Diário Eletrônico

PODER JUDICIÁRIO

TRIBUNAL REGIONAL FEDERAL DA 3ª REGIÃO

APELAÇÃO CÍVEL (198) Nº 0028246-89.2002.4.03.9999

RELATOR: Gab. 02 - DES. FED. WILSON ZAUHY

APELANTE: JMC TRANSPORTES RODOVIARIOS LTDA - ME, UNIAO FEDERAL - FAZENDA NACIONAL

Advogado do(a) APELANTE: LAZARO ALFREDO CANDIDO - SP89904

APELADO: JMC TRANSPORTES RODOVIARIOS LTDA - ME, UNIAO FEDERAL - FAZENDA NACIONAL

Advogado do(a) APELADO: LAZARO ALFREDO CANDIDO - SP89904

OUTROS PARTICIPANTES:

 

 


 

  

APELAÇÃO CÍVEL (198) Nº 0028246-89.2002.4.03.9999

RELATOR: Gab. 02 - DES. FED. WILSON ZAUHY

APELANTE: JMC TRANSPORTES RODOVIARIOS LTDA - ME, UNIAO FEDERAL - FAZENDA NACIONAL

Advogado do(a) APELANTE: LAZARO ALFREDO CANDIDO - SP89904

APELADO: JMC TRANSPORTES RODOVIARIOS LTDA - ME, UNIAO FEDERAL - FAZENDA NACIONAL

Advogado do(a) APELADO: LAZARO ALFREDO CANDIDO - SP89904

OUTROS PARTICIPANTES:

 

 

 

  

 

R E L A T Ó R I O

 

Cuida-se de embargos à execução ajuizados por CARRERA TRANSPORTES LTDA em face da UNIÃO. Valorada a causa em R$ 3.554,36.

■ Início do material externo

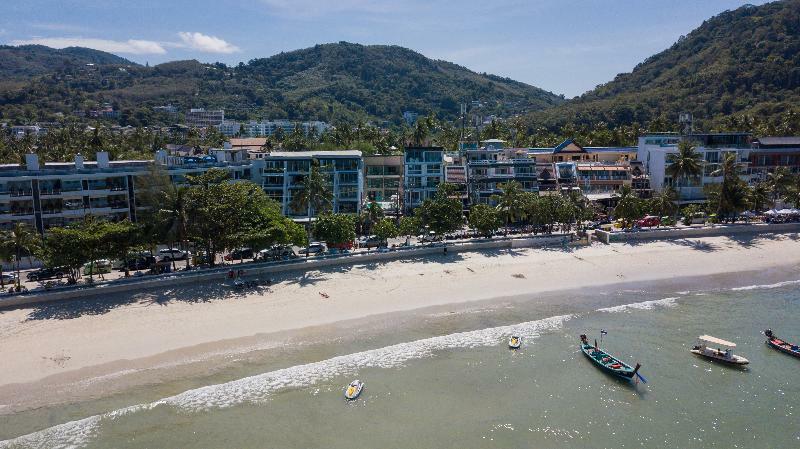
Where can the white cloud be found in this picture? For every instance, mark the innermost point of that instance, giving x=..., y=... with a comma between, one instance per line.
x=207, y=44
x=318, y=8
x=131, y=46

Proferida sentença (fls. 127 dos autos físicos) julgando parcialmente procedente o feito para isentar a embargante do pagamento do encargo do Decreto-Lei 1.025/69, condenando-a em verba honorária fixada em 15% do valor do débito.

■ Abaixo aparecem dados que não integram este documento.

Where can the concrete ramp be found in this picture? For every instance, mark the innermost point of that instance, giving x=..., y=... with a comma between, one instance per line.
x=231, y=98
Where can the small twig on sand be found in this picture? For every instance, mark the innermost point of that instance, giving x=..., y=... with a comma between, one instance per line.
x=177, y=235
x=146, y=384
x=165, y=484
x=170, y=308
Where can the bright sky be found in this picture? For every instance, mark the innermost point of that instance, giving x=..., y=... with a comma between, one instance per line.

Apela a embargante (fls. 137). Sustenta:

- Que a preliminar de nulidade da penhora (acolhida pelo Juiz) não podia ser veiculada na impugnação dos embargos, e que os títulos da dívida agrária são válidos como bens suscetíveis de penhora;

- Que a União deveria ser condenada em verba honorária de 20% sobre a parte em que sucumbiu;

- Que a TR não pode ser utilizada como índice de correção monetária;

- Que não é possível ter certeza sobre a origem da dívida (se é débito de FGTS ou de custas processuais), nem sobre seu período;

- Que não há demonstrativo de atualização do valor devido.

 

Apela também a União (fls. 153). Requer seja mantido na cobrança o encargo do DL 1.025/69.

 

Os autos foram remetidos à Justiça do Trabalho, tendo em vista a EC 45/2004.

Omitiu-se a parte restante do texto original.